Décision
judiciaire par laquelle un tribunal contraint un individu à se
soumettre et à subir une peine qui lui est infligée, en vertu de
l’application de la loi. Une condamnation est toujours arbitraire
et ridicule. Arbitraire, parce qu’il n’appartient à personne, le
droit de juger son prochain ; et ridicule, car il est impossible de
déterminer la somme de souffrance et de peine qui peuvent réprimer
un crime ou un délit. Il est vrai que la loi bourgeoise prétend ne
pas s’inspirer du talion, et que son désir n’est pas d’infliger
au coupable une douleur égale à celle subie par sa victime, mais de
rappeler à celui qui enfreint la loi, l’observation de ses devoirs
sociaux ; elle
ajoute
que l’isolement du reste du monde est salutaire au coupable et que
la réflexion et la méditation le guérissent de l’envie de fouler
à nouveau les lois de la « Justice ». Or, il a été maintes et
maintes fois démontré que les condamnations à une détention plus
ou moins longue, ne guérissaient pas un coupable et que, bien au
contraire, une fois subie, la première peine était suivie d’autres
délits et d’autres peines, et que par
conséquent
les bienfaits de la condamnation ne se manifestaient jamais. Il y a
diverses catégories de condamnations ; d’abord celles de droit
commun et celles d’ordre politique.
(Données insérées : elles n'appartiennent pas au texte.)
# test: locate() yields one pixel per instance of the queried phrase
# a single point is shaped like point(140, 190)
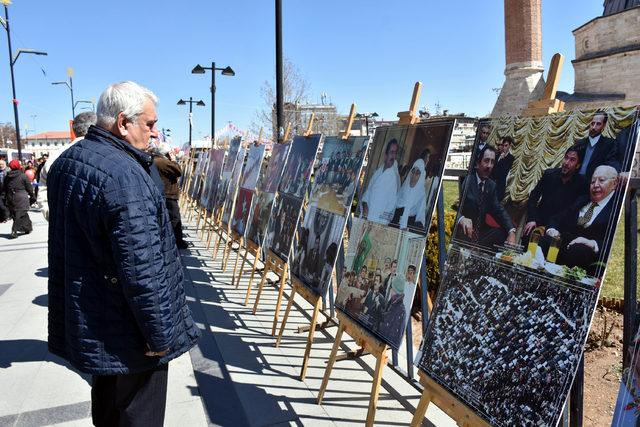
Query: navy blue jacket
point(115, 276)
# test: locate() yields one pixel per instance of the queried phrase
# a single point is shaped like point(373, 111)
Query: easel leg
point(261, 286)
point(286, 316)
point(312, 330)
point(332, 360)
point(421, 410)
point(253, 273)
point(235, 266)
point(375, 387)
point(276, 314)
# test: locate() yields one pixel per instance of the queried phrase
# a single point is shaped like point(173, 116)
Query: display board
point(233, 186)
point(216, 162)
point(387, 239)
point(320, 232)
point(526, 262)
point(262, 202)
point(291, 191)
point(227, 171)
point(247, 189)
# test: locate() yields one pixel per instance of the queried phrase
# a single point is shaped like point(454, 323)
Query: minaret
point(523, 48)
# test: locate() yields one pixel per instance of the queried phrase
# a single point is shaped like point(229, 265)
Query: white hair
point(125, 97)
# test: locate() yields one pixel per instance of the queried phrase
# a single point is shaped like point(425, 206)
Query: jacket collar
point(98, 133)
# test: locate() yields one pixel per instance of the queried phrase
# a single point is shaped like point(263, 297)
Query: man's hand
point(582, 241)
point(552, 232)
point(530, 226)
point(467, 227)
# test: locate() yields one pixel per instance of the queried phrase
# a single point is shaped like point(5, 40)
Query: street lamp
point(226, 71)
point(190, 102)
point(70, 86)
point(366, 117)
point(12, 61)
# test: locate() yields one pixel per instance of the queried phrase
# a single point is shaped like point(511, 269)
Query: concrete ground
point(235, 376)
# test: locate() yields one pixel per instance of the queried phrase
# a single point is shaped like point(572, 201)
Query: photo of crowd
point(233, 186)
point(548, 201)
point(259, 216)
point(252, 167)
point(506, 343)
point(270, 180)
point(337, 173)
point(316, 248)
point(299, 164)
point(241, 211)
point(216, 161)
point(402, 178)
point(378, 283)
point(282, 225)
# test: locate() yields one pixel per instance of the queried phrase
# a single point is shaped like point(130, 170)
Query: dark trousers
point(176, 222)
point(130, 399)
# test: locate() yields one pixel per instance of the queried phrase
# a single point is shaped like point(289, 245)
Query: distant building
point(47, 142)
point(607, 59)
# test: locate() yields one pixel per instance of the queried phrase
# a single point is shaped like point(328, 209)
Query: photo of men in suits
point(597, 149)
point(480, 199)
point(502, 166)
point(583, 227)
Les unes comme les autres sont
infligées en vertu d’infractions à la loi bourgeoise, et c’est
ce qui explique que les prisons ne sont peuplées en majorité que
par de pauvres bougres, car ceux qui détiennent, ne serait ce qu’une
parcelle du Capital, ne subissent jamais de condamnations criminelles
; il leur arrive parfois d’encourir des condamnations civiles, qui
ne sont jamais bien pénibles.
Dans
le domaine du droit commun, la condamnation recrute ses victimes
parmi les « voleurs », les « meurtriers » et encore parmi les
ouvriers en révolte, qui, en vertu des libertés républicaines, se
permettent de descendre dans la rue pour réclamer leur « droit à
la vie ».
Dans
sa brochure « Pourquoi j’ai cambriolé », Jacob souligne que
celui qui possède la fortune n’a jamais besoin d’user de
procédés illégaux pour arriver à vivre, et que par conséquent il
ne peut jamais être condamné comme voleur. En effet, on ne
s’explique pas pour quelles raisons M. de Rotschild ou M. Loucheur
iraient cambrioler. Il en est de même pour le meurtre, qui, deux
fois sur dix, a le vol pour mobile ; quant aux meurtres passionnels,
qui ont quelquefois pour théâtre le terrain de la bourgeoisie, on
connaît l’indulgence des tribunaux vis-à-vis des inculpés. Pour
les grèves, ce sont encore les ouvriers qui en sont les victimes, et
c’est sur eux que retombent toutes les responsabilités. On peut
donc conclure en disant que ce n’est jamais la classe privilégiée
qui subit les condamnations, mais les hommes issus de la classe
opprimée.
Quant
aux condamnations politiques, il arrive de temps en temps un accident
aux représentants de la bourgeoisie, mais c’est excessivement
rare, et en général ce ne sont que les révolutionnaires de gauche
qui peuplent les prisons. La condamnation est donc une arme
bourgeoise, inutile en soi, car elle ne change absolument rien et ne
maintient même pas l’ordre bourgeois, et son unique utilité
serait peut-être de nourrir une armée de parasites qui ne sauraient
que faire si on leur retirait le pouvoir de condamner.